Application of Pharmacokinetic Modeling to Characterize Hepatobiliary Disposition of Imaging Agents and Alterations due to Liver Injury in Isolated Perfused Rat Livers.

Abstract

Understanding the impact of altered hepatic uptake and/or efflux on the hepatobiliary disposition of the imaging agents [99mTc]Mebrofenin (MEB) and [153Gd]Gadobenate dimeglumine (BOPTA) is important for proper estimation of liver function.

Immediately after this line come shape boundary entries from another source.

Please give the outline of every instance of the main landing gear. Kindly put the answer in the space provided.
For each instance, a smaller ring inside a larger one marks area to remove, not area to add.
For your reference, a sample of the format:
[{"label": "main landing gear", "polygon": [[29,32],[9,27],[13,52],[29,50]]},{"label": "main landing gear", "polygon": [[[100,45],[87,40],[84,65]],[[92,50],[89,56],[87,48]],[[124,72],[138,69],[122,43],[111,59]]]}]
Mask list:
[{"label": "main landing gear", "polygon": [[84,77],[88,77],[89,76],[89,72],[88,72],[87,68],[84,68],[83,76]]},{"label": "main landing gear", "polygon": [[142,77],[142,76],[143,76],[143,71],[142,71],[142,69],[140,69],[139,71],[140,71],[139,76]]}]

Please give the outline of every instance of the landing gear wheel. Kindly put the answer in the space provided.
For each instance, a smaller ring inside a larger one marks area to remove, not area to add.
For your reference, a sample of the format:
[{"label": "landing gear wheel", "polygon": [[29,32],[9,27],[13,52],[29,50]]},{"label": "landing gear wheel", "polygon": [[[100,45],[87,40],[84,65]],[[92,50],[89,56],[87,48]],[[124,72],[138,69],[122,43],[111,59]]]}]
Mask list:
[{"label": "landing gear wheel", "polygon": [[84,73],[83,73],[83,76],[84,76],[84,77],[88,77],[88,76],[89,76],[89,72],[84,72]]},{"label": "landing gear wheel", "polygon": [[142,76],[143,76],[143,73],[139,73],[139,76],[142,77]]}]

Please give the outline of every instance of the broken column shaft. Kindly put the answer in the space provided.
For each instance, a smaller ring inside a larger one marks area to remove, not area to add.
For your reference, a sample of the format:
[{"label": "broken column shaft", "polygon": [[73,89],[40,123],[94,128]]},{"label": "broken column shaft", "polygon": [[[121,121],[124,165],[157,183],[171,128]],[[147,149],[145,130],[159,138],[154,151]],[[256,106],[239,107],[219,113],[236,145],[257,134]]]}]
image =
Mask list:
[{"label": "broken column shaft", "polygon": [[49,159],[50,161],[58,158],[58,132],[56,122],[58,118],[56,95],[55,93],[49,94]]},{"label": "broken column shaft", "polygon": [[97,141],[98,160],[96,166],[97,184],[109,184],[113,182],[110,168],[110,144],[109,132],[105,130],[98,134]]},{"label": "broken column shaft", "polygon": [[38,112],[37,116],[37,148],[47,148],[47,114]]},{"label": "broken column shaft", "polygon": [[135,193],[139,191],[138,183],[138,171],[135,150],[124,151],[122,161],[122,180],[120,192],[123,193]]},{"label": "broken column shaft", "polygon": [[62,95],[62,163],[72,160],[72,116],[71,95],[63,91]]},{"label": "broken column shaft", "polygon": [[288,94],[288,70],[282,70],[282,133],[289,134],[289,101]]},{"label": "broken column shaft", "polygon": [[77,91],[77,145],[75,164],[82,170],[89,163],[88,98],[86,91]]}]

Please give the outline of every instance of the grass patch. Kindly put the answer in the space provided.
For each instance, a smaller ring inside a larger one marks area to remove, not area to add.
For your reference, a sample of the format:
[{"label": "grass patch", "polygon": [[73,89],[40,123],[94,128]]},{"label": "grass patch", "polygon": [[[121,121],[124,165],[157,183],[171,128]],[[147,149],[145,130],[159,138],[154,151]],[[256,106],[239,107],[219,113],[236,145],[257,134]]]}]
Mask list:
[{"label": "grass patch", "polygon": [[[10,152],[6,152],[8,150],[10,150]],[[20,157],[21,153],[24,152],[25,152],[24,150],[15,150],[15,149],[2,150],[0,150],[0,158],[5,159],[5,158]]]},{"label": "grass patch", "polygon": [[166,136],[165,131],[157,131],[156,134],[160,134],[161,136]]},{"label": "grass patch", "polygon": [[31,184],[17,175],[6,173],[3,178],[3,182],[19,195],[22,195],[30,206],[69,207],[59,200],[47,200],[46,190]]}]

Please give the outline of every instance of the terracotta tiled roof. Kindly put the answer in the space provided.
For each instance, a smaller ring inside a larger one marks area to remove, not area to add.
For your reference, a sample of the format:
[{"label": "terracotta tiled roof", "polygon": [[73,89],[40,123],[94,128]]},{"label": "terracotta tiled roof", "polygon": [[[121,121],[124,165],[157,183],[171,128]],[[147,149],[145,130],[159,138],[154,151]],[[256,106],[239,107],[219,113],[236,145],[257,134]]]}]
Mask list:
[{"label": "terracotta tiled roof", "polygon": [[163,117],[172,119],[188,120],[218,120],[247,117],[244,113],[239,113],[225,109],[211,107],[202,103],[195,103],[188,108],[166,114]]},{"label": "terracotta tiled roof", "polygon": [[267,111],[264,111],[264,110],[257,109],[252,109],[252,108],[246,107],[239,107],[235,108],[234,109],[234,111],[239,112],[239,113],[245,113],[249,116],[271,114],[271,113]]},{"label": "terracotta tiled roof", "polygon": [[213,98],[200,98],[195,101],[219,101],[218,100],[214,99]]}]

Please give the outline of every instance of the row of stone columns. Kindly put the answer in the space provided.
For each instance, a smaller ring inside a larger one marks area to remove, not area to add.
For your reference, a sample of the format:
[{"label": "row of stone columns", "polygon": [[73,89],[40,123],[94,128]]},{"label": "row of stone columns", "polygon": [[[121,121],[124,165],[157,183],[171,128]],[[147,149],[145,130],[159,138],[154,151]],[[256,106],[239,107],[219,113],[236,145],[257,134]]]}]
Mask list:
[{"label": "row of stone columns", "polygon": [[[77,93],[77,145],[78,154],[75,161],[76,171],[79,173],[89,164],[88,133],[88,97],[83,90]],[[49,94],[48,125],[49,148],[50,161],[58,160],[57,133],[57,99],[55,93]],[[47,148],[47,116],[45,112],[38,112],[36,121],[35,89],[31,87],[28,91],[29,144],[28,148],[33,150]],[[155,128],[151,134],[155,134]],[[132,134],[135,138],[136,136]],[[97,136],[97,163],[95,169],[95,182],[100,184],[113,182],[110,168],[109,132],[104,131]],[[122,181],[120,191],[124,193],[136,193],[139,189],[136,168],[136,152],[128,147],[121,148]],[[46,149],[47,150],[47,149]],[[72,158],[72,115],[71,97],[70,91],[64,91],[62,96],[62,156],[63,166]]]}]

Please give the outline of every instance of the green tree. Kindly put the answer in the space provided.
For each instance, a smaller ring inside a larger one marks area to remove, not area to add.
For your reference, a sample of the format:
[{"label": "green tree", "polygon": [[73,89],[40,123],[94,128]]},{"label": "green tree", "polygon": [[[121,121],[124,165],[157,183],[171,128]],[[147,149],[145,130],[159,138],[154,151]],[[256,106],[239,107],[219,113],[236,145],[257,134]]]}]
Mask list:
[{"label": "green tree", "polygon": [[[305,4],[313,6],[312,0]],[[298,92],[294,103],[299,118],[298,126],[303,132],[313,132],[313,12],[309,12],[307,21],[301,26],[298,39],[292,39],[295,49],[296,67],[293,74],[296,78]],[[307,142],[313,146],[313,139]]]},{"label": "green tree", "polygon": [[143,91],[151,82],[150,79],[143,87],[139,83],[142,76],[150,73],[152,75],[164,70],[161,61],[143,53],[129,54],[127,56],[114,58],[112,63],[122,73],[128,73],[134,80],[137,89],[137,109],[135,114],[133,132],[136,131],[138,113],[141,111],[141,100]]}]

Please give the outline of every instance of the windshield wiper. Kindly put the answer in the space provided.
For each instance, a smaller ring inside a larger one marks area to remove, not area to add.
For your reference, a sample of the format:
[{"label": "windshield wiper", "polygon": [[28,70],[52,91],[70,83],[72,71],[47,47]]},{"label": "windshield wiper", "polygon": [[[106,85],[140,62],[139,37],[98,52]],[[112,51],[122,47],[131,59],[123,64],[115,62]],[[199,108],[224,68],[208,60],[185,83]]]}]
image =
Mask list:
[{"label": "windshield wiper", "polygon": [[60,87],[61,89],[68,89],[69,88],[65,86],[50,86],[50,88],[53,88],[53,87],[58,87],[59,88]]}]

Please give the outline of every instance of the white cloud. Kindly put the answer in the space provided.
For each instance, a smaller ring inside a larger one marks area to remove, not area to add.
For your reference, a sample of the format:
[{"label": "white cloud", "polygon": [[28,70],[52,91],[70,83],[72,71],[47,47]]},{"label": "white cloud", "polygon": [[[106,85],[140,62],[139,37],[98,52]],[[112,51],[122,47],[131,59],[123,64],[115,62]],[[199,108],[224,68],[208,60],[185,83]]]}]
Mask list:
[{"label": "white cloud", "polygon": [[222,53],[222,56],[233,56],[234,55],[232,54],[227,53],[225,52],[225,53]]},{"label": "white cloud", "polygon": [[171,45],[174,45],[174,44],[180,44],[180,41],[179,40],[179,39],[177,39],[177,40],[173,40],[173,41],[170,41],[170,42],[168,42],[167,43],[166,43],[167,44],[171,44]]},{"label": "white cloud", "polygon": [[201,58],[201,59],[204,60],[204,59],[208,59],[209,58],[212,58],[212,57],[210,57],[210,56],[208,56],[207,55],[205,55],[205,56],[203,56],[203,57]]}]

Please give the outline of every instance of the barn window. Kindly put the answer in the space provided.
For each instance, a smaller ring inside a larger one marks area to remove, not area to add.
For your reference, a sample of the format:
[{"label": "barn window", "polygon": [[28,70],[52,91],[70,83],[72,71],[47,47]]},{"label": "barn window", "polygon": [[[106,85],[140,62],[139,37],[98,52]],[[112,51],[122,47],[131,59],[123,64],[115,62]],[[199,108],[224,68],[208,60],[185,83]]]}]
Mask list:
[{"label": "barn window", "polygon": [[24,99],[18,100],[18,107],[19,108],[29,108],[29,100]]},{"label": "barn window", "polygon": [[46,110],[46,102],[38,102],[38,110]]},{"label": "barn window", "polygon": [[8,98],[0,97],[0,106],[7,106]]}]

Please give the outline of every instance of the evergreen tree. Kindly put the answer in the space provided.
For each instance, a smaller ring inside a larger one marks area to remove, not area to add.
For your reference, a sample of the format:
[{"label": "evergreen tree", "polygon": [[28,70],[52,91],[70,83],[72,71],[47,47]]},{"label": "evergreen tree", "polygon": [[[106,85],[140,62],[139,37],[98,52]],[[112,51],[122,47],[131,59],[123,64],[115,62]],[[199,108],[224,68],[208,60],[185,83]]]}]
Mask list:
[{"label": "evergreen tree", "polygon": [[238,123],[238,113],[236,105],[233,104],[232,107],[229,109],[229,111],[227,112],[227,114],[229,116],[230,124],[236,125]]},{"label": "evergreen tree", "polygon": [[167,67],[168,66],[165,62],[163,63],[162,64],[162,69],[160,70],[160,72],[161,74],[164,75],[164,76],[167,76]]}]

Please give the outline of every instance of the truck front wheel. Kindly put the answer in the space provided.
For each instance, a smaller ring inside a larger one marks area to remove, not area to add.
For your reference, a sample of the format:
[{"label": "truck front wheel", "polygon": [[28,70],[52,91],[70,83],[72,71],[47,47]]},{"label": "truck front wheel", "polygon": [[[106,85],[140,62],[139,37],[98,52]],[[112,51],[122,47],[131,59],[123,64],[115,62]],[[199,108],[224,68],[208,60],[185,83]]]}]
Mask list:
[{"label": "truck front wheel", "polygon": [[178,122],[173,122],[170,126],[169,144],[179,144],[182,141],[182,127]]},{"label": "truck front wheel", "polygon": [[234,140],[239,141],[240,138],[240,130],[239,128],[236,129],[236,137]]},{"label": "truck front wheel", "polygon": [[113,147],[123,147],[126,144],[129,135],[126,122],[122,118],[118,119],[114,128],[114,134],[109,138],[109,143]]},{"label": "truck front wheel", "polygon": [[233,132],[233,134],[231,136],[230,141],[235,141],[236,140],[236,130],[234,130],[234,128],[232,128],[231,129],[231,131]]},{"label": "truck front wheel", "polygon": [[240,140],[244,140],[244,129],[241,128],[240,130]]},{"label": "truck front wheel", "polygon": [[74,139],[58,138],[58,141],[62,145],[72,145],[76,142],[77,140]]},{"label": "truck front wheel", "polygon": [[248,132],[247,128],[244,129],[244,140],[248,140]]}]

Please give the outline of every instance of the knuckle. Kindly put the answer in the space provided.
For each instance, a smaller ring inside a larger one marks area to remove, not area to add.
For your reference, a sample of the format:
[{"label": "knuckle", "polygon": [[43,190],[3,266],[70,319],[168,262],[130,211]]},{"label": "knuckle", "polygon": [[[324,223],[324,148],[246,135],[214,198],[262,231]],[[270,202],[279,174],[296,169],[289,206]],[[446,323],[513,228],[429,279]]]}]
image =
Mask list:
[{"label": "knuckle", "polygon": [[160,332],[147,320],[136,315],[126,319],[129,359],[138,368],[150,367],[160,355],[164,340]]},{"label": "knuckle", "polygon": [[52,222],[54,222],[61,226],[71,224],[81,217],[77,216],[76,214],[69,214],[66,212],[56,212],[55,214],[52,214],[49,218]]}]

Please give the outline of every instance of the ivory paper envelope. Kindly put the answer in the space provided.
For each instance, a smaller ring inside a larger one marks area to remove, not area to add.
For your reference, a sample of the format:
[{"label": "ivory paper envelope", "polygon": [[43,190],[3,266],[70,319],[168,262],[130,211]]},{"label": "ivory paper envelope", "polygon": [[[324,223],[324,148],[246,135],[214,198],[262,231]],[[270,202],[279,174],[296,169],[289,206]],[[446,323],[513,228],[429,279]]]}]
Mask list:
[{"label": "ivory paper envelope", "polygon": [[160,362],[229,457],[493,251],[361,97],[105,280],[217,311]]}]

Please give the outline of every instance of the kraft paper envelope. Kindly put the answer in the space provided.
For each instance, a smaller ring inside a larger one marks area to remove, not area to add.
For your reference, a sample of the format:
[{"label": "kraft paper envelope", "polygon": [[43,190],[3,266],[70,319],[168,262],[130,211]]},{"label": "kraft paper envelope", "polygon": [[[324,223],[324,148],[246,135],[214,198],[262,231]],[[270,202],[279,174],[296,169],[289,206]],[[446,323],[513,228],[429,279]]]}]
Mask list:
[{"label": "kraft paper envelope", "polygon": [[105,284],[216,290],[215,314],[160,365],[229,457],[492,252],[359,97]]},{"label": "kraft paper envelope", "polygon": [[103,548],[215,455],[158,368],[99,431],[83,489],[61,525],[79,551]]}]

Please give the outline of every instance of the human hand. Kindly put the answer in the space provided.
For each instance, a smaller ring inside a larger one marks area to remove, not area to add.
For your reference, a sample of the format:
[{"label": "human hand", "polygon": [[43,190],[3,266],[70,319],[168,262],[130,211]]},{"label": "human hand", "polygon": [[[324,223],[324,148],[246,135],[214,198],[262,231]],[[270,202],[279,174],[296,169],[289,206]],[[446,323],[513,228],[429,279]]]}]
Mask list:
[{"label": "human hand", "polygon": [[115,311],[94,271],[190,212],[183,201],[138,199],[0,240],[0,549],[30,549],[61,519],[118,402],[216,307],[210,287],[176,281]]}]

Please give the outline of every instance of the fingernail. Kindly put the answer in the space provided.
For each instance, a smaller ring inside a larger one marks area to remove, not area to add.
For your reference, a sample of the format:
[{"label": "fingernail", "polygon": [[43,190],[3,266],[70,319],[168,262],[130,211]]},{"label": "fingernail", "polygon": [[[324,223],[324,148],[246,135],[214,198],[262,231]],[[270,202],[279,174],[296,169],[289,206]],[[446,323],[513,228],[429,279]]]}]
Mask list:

A multi-compartmental pharmacokinetic (PK) model describing MEB and BOPTA disposition in isolated perfused rat livers (IPRLs) was developed. The PK model was simultaneously fit to MEB and BOPTA concentration-time data in the extracellular space, hepatocytes, bile canaliculi, and sinusoidal efflux in livers from healthy rats, and to BOPTA concentration-time data in rats pretreated with monocrotaline (MCT). The model adequately described MEB and BOPTA disposition in each compartment. The hepatocyte uptake clearance was much higher for MEB (55.3mL/min) than BOPTA (6.67mL/min), whereas the sinusoidal efflux clearance for MEB (0.000831mL/min) was lower than BOPTA (0.0127mL/min). The clearance from hepatocytes to bile (CLbc) for MEB (0.658mL/min) was similar to BOPTA (0.642mL/min) in healthy rat livers. The BOPTA CLbc was reduced in livers from MCT-pretreated rats (0.496mL/min), while the sinusoidal efflux clearancewas increased (0.0644mL/min). A PK model developed to characterize MEB and BOPTA disposition in IPRLs was used to quantify changes in the hepatobiliary disposition of BOPTA caused by MCT pretreatment of rats to induce liver toxicity. This PK model could be applied to simulate changes in the hepatobiliary disposition of these imaging agents in rats in response to altered hepatocyte uptake or efflux associated with disease, toxicity, or drug-drug interactions.